Much of Alex’s work features a strong process-driven aspect, and Memoria continues this practice. His previous work, Interstice, involved the painstaking creation of an intricately-patterned inverted crystal boat. Memoria features an even lengthier process, with each wing of the giant insect being covered entirely by hand with tiny tufts of imitation fur.
“In one sense it is a penance, in another it is catharsis or meditation. It really depends on how I am feeling at the time. Actually cutting and forming each tuft is quite monotonous but I have a lot of practice and I’m very consistent now, so if I’m feeling stressed then I do that instead. It takes about five minutes to make ten tufts and I need more than one thousand for each wing, so it’s a slow process.”

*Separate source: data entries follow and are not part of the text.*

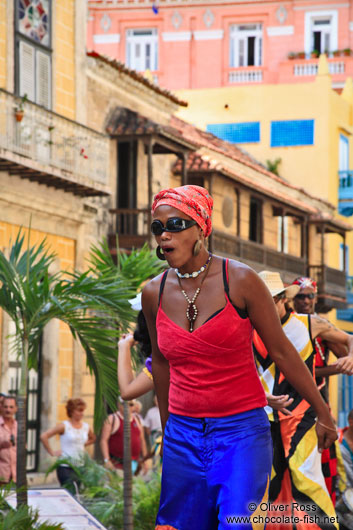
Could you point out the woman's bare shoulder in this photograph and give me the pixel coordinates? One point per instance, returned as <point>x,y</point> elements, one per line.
<point>240,271</point>
<point>150,292</point>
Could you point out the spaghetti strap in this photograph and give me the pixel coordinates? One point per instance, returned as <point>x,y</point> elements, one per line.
<point>241,312</point>
<point>225,276</point>
<point>161,287</point>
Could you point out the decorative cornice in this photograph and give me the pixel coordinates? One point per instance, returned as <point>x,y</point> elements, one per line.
<point>106,38</point>
<point>209,34</point>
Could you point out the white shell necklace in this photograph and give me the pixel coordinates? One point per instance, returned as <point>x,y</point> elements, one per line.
<point>196,273</point>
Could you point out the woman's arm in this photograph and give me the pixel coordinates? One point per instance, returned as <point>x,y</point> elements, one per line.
<point>160,365</point>
<point>254,295</point>
<point>103,443</point>
<point>340,342</point>
<point>130,387</point>
<point>44,438</point>
<point>91,437</point>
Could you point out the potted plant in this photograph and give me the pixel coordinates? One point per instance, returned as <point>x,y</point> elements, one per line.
<point>19,109</point>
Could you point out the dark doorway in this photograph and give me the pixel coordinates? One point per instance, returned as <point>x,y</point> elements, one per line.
<point>251,51</point>
<point>127,186</point>
<point>255,220</point>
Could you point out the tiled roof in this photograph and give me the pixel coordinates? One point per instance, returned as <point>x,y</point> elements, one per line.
<point>212,142</point>
<point>121,67</point>
<point>126,122</point>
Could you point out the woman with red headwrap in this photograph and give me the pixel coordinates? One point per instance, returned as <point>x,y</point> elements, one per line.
<point>200,314</point>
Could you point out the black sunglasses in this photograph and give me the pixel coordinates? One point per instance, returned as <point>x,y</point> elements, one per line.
<point>174,224</point>
<point>302,296</point>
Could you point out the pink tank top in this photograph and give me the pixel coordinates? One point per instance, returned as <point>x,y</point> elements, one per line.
<point>212,369</point>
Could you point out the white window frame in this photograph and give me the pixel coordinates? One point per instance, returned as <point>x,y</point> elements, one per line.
<point>343,153</point>
<point>34,68</point>
<point>142,49</point>
<point>282,221</point>
<point>310,18</point>
<point>239,33</point>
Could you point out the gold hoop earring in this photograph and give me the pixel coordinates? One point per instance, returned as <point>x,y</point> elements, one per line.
<point>160,253</point>
<point>197,248</point>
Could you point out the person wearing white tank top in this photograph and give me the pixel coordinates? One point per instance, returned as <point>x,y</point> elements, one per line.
<point>75,435</point>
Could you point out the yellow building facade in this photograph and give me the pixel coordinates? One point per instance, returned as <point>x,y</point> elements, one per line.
<point>304,128</point>
<point>48,179</point>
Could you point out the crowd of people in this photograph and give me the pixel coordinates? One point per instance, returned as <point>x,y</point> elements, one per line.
<point>240,366</point>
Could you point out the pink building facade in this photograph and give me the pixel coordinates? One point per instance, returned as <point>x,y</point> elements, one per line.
<point>198,44</point>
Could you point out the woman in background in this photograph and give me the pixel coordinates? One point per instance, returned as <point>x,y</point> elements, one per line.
<point>75,436</point>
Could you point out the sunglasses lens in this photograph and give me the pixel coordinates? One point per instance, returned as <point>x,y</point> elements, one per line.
<point>157,228</point>
<point>176,224</point>
<point>311,296</point>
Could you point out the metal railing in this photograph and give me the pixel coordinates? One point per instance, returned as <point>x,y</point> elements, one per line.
<point>310,68</point>
<point>345,190</point>
<point>246,75</point>
<point>51,139</point>
<point>329,281</point>
<point>256,253</point>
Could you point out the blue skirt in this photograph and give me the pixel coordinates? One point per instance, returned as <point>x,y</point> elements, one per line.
<point>214,469</point>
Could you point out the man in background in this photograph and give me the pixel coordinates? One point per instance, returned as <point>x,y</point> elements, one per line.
<point>304,303</point>
<point>8,440</point>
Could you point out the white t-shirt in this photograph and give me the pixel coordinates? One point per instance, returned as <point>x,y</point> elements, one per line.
<point>73,440</point>
<point>153,419</point>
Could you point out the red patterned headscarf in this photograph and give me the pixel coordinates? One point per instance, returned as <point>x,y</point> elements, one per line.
<point>304,282</point>
<point>194,201</point>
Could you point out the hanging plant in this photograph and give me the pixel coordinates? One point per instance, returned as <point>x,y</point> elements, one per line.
<point>19,109</point>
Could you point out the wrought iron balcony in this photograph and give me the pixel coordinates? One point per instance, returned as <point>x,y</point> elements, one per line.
<point>331,285</point>
<point>131,226</point>
<point>347,314</point>
<point>258,256</point>
<point>50,149</point>
<point>345,192</point>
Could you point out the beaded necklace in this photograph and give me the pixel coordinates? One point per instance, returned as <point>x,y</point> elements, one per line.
<point>191,310</point>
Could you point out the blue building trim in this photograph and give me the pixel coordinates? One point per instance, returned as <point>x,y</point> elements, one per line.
<point>237,133</point>
<point>287,133</point>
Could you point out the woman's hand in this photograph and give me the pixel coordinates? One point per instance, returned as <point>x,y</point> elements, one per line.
<point>326,433</point>
<point>280,402</point>
<point>127,339</point>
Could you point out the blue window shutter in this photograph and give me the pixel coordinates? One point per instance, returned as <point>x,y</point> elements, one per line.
<point>287,133</point>
<point>238,133</point>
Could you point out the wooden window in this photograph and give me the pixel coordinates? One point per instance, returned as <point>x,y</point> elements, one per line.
<point>33,51</point>
<point>246,45</point>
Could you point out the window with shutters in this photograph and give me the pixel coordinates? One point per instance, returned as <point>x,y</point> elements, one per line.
<point>142,49</point>
<point>246,45</point>
<point>33,50</point>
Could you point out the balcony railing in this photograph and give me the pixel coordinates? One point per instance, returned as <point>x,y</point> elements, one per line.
<point>331,284</point>
<point>345,184</point>
<point>257,255</point>
<point>131,226</point>
<point>246,75</point>
<point>311,68</point>
<point>52,140</point>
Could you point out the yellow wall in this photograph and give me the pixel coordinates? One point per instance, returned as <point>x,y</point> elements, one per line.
<point>65,249</point>
<point>3,32</point>
<point>64,58</point>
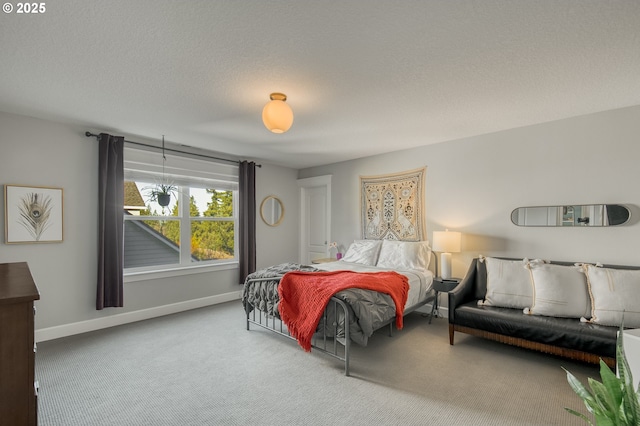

The primary theme Memoria addresses is that of mortality, asking us to consider what is truly important in our own lives. Death undermines the rational, reminding us that in one sense, everything is pointless. Equally, art is not rational – it does not exist to serve society but instead to explore it. Alex seeks to explore whether art can help us understand this?
Alex formerly held a senior role with internationally renowned artists’ group Blast Theory. He led technical development of many Blast Theory projects, including the multi-award-winning Karen and My One Demand, a 90-minute film shot entirely in one take and performed live on three consecutive nights on the streets of Toronto, broadcast to cinemas across the city during the Luminato film festival.
To accompany the exhibition, Phoenix Brighton is delighted to announce the event Artists in Conversation: Mortality and Art. What is loss? Have we fallen into a maelstrom of everyday activities and obligations at the expense of our own spiritual well-being? This fascinating event will take place on Weds 19 July, and joining Alex to discuss these questions will be artists Rachael Allen and Lorenza Ippolito. Each artist will present their views, followed by an open discussion with the audience.
Phoenix Arts Association was established by a group of artists in Brighton in 1991. Initially, the group rented some 20 workspaces in the current premises, Wellesley House. At the time, the site was planned for redevelopment. In 1996, with the support of Brighton Council and a grant from the Single Regeneration Budget, Phoenix was able to purchase the building, refurbish, and create up to 100 studios, together with two gallery exhibition facilities, education workshop spaces and larger workspaces for short-term projects.